Interview #239 Atzko Kohashi & Tony Overwater

Interviewed by Kenny Inaoka for JazzTokyo, via Google Document, February, 2022

Part 1

JazzTokyo: To begin with we would like to congratulate you guys on having found the international outlet of this one of the most beautiful albums, Crescent, which enjoys many favorable reviews from European media, we hear.

Tony Overwater: Thank you so much. The pleasure was ours to create this album and to be able to release it in Japan at StudioSongs and at my own label Jazz in Motion Records for Europe.

Atzko Kohashi: It was quite amazing that Crescent was released on the Studio Songs label in Japan last July, only five months after the recording. It was a Japan limited edition at the time, but was released internationally on Jazz in Motion Records in January of this year, exactly half a year later. It’s nice to have two different designs of CD sleeves from the same recordings.

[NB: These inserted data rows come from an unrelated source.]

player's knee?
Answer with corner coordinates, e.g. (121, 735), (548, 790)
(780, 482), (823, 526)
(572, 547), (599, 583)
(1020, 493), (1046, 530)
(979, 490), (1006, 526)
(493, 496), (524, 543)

JT: Originally this session was planned as the concert but was switched to a recording due to the pandemic?

Tony: Yes, we planned to record an album in front of a live audience but unfortunately that wasn’t possible due to the pandemic. But we decided to record the album anyway as if an audience was present.

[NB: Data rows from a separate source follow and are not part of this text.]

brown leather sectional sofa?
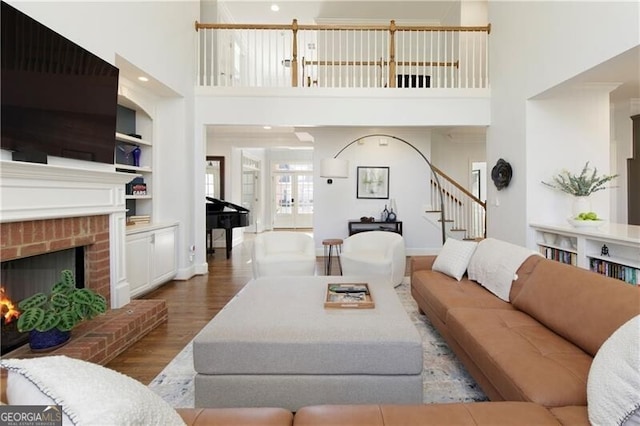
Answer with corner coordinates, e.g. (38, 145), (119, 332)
(0, 251), (640, 426)
(169, 256), (640, 426)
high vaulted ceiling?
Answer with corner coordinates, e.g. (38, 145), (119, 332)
(218, 0), (460, 25)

JT: The concert was scheduled at the same church as for the recording. Where is it located in Netherlands?

Tony: The Beauforthuis is a former church built in 1861; it was later converted into a small concert hall. It’s located in a village called Austerlitz, in the middle of a forest in the center of the Netherlands, near to Utrecht.
It was a beautiful winter’s day and snow covered the forest. The atmosphere had a quiet magic which gave us inspiration to record.

Atzko: You can see what the surroundings looks like in our mini-documentary on;

JT: The Fazioli piano is ready at the church or was brought in for the recording?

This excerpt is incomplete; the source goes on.